Tak lama setelah pengakuan kedaulatan, ia merantau ke Jakarta dan mengikuti ujian masuk Akademi Dinas Luar Negeri (ADLN). Ia lulus sebagai angkatan pertama. Rekan seangkatannya antara lain Rasjid Manan, Effendi Noor, dan Basri Hasnam.[8]

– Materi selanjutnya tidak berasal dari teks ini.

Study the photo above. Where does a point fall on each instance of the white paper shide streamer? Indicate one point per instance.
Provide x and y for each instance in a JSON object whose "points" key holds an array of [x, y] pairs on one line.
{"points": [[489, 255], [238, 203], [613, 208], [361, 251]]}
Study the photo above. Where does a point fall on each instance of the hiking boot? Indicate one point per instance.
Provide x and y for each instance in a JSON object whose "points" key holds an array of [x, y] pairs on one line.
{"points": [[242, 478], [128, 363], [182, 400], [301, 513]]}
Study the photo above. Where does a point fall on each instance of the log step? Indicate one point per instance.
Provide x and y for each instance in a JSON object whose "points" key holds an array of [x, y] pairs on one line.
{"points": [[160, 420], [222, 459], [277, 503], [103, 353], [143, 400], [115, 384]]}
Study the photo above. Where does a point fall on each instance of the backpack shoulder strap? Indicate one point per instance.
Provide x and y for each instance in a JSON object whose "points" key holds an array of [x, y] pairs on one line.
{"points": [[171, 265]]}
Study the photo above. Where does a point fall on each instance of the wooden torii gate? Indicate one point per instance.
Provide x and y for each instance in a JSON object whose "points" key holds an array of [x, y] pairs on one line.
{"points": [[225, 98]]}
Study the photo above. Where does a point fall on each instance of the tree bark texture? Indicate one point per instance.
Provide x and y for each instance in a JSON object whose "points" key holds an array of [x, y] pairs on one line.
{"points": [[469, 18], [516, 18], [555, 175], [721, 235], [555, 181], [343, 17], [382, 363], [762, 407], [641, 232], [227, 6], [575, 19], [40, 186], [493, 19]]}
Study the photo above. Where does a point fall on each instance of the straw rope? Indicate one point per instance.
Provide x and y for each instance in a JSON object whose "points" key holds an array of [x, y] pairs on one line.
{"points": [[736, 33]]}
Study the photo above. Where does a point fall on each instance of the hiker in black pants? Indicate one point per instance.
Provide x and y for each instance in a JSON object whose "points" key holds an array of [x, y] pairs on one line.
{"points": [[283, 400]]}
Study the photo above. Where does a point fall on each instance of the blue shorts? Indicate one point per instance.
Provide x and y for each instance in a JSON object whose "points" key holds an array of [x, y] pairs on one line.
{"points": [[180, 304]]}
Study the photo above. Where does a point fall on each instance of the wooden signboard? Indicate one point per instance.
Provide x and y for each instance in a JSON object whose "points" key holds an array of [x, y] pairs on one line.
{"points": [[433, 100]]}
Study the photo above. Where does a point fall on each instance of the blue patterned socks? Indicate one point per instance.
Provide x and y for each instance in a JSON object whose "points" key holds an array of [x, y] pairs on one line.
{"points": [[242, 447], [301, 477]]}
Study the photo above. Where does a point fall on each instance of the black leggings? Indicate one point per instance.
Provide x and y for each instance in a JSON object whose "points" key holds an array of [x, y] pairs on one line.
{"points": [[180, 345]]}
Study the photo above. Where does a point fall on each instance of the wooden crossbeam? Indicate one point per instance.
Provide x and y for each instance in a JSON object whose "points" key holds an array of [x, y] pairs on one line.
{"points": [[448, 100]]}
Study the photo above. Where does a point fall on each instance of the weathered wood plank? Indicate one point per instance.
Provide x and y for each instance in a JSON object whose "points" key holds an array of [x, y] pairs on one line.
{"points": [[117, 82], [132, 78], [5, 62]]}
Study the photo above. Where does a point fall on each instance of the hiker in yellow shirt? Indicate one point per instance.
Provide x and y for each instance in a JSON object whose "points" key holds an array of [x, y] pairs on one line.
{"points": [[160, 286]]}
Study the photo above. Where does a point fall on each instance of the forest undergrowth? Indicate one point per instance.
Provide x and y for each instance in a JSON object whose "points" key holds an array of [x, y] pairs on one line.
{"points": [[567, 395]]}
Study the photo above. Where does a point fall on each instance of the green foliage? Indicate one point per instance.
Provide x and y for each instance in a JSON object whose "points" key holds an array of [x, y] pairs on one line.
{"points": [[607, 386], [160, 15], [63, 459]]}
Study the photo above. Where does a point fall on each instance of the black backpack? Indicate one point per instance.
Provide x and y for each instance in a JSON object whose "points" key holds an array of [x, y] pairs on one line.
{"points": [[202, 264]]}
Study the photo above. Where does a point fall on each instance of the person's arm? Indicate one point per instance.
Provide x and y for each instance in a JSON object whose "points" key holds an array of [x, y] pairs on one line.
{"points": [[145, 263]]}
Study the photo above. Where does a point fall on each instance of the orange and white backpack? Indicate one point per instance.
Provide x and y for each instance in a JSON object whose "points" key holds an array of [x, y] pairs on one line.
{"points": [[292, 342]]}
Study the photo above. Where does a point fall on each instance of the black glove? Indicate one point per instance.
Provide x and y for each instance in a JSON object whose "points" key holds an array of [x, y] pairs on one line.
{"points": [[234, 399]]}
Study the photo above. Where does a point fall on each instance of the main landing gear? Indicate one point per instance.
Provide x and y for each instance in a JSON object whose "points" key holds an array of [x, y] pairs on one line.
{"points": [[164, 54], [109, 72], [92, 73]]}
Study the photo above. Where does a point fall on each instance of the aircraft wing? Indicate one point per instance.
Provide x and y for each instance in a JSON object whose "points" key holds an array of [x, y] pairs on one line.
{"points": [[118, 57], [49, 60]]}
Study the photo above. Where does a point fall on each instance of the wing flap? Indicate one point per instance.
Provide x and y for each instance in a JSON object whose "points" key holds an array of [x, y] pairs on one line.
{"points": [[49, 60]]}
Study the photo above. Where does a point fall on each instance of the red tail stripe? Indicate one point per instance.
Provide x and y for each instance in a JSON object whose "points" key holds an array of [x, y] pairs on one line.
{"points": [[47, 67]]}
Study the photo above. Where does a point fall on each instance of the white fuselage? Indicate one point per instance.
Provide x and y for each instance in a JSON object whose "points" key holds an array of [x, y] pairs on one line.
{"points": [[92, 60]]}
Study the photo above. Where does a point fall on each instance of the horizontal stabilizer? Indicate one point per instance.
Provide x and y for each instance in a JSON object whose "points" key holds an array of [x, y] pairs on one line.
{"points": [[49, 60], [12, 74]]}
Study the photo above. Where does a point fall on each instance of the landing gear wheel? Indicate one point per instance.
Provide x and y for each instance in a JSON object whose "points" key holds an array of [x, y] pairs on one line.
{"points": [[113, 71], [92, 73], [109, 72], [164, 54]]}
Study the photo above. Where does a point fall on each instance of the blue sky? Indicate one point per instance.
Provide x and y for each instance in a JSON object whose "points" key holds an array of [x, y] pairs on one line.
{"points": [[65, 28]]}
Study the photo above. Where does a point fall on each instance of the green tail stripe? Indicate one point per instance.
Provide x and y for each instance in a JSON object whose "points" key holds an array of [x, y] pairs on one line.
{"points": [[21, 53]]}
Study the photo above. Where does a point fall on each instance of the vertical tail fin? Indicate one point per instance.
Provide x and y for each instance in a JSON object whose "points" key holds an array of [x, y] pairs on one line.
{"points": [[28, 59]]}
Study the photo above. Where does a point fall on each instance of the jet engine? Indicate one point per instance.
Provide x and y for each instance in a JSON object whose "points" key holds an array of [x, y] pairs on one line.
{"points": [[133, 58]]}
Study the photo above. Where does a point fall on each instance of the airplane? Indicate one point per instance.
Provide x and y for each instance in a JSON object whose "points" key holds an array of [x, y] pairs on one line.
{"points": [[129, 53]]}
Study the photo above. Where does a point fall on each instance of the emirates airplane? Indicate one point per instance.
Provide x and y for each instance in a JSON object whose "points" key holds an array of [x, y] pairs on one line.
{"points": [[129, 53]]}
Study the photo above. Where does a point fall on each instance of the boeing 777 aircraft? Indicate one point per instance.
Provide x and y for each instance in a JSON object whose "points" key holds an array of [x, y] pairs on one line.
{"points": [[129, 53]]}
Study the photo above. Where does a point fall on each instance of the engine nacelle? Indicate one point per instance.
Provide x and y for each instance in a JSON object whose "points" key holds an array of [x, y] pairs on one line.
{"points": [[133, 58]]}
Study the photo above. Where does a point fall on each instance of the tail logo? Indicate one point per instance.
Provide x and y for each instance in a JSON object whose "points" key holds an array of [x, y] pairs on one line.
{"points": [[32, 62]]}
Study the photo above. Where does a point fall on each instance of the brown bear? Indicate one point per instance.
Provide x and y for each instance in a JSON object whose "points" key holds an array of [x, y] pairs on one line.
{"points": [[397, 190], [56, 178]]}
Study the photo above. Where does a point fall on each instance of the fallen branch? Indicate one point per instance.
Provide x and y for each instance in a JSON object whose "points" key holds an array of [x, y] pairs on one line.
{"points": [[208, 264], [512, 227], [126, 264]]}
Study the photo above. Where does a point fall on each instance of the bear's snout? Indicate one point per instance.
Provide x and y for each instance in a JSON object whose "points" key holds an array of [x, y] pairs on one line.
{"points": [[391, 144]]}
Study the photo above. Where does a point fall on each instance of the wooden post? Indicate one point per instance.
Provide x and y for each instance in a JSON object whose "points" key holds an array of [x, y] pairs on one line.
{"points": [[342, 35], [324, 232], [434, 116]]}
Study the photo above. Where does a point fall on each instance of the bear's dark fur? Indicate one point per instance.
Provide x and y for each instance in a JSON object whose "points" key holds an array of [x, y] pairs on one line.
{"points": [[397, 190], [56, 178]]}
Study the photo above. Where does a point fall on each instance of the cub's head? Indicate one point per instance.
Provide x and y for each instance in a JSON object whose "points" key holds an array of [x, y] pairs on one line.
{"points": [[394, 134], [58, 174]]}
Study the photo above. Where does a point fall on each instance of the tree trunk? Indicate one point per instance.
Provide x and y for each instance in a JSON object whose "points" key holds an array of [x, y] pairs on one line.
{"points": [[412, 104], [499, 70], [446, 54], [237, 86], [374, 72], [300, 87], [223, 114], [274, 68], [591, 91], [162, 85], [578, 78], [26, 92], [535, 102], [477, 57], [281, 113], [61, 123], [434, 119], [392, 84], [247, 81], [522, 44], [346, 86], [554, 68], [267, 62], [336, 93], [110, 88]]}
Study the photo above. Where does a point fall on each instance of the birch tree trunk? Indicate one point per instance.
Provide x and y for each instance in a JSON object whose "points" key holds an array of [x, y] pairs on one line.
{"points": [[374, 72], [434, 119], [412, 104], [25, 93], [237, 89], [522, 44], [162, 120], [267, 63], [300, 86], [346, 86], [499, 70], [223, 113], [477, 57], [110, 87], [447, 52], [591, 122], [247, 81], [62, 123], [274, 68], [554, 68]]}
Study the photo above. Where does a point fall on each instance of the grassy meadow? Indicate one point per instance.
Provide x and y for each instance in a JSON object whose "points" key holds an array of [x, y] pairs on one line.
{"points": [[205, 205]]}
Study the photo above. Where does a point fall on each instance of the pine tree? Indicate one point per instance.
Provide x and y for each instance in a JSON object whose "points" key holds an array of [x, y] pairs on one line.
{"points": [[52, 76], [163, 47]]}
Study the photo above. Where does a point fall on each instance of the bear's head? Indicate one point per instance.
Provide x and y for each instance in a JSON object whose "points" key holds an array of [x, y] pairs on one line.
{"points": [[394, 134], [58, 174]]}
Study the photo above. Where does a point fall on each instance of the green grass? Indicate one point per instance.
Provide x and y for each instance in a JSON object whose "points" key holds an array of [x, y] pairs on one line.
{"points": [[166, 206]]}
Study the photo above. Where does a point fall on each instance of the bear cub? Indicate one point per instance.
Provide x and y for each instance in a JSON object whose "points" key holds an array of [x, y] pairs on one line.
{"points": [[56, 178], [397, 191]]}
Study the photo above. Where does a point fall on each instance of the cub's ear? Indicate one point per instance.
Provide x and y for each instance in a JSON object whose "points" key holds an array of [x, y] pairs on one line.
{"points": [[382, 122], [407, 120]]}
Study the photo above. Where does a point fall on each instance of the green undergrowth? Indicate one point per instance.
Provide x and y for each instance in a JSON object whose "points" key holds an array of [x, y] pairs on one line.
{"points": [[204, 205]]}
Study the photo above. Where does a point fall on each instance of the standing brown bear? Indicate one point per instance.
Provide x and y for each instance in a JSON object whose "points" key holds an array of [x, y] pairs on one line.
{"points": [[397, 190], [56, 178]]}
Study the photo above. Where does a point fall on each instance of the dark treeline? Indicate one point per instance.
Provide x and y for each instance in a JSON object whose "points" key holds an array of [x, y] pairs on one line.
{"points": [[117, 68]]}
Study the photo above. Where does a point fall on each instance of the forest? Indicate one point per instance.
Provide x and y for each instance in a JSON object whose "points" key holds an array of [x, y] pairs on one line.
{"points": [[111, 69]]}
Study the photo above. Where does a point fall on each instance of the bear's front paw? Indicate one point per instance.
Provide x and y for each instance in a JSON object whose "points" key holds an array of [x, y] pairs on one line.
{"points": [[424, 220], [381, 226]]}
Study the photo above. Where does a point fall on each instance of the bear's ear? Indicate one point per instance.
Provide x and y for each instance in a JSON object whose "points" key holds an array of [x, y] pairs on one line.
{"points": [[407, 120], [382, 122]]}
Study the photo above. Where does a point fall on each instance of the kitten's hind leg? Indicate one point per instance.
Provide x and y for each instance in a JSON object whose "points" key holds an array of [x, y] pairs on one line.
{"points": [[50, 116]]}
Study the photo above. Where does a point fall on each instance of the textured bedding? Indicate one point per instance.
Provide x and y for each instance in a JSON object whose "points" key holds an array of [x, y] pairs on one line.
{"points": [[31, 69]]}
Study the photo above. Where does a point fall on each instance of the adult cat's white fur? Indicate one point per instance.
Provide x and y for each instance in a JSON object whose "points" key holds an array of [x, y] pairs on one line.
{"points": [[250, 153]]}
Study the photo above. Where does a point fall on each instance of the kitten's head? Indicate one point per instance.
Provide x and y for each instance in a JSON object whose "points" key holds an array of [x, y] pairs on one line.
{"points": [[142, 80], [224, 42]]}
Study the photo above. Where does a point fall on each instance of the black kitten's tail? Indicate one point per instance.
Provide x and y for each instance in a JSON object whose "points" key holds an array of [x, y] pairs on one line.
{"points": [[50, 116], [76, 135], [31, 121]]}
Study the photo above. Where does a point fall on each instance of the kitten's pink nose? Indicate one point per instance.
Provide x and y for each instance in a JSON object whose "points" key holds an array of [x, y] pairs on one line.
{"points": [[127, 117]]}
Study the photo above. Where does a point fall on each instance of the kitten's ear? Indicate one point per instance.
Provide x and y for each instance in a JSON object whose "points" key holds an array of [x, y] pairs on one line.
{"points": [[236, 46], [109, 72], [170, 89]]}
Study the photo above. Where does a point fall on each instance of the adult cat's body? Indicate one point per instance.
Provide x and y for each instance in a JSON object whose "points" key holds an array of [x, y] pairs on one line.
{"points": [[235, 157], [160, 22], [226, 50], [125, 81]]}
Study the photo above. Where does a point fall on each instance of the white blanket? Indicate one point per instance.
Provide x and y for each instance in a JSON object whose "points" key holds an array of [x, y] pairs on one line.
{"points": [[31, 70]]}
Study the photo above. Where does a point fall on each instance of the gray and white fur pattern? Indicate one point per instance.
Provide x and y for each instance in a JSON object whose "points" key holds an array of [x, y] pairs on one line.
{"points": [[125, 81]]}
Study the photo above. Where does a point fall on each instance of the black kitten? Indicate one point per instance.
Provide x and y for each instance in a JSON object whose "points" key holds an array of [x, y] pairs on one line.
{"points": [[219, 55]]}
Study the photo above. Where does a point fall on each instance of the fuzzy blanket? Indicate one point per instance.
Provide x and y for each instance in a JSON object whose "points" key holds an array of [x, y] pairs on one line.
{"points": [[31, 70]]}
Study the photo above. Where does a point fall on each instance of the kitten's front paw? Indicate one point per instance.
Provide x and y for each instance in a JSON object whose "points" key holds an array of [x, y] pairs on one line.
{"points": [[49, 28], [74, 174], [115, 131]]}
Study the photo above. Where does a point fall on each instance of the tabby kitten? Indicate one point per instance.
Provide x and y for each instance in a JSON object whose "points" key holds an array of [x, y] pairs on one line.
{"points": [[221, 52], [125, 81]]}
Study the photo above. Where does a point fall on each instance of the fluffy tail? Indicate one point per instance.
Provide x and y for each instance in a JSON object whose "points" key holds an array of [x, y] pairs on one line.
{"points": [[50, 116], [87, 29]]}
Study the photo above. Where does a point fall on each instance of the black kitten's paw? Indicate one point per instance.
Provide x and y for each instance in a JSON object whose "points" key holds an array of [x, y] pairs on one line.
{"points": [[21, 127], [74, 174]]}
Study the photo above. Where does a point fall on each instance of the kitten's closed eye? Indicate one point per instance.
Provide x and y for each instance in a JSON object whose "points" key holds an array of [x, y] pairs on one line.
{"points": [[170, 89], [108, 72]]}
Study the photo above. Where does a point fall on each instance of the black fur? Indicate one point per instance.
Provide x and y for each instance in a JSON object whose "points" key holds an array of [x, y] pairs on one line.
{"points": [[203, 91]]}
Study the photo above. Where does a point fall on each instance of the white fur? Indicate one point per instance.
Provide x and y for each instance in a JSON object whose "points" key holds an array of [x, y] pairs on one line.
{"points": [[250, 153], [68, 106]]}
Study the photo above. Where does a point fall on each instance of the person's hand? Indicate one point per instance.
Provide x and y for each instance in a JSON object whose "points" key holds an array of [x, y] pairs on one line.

Sebelum menjadi duta besar, ia pernah ditempatkan di beberapa Kedutaan Besar Republik Indonesia (KBRI), dengan penugasan antara lain sebagai Sekretaris I KBRI Stockholm (1951–1953), Sekretaris I merangkap Kuasa Usaha (ad interim) KBRI Copenhagen (1953–1955), dan Kuasa Usaha (ad interim) KBRI Lebanon (1958–1963).[3]
Wafat
Ia wafat pada 1993 dalam usia 72 tahun dengan meninggalkan seorang istri, Afrizar dan dua orang anak yaitu Chandra Swediar Oesman dan Ratna Swediawati Oesman.[9][3]
Penghargaan
Pada 11 Agustus 1975, ia menerima Piagam Tanda Kehormatan Satyalancana dari Presiden Soeharto sebagai tanda kesetiaan dan ketaatan pada Pemerintah RI pada masa perjuangan kemerdekaan.[10]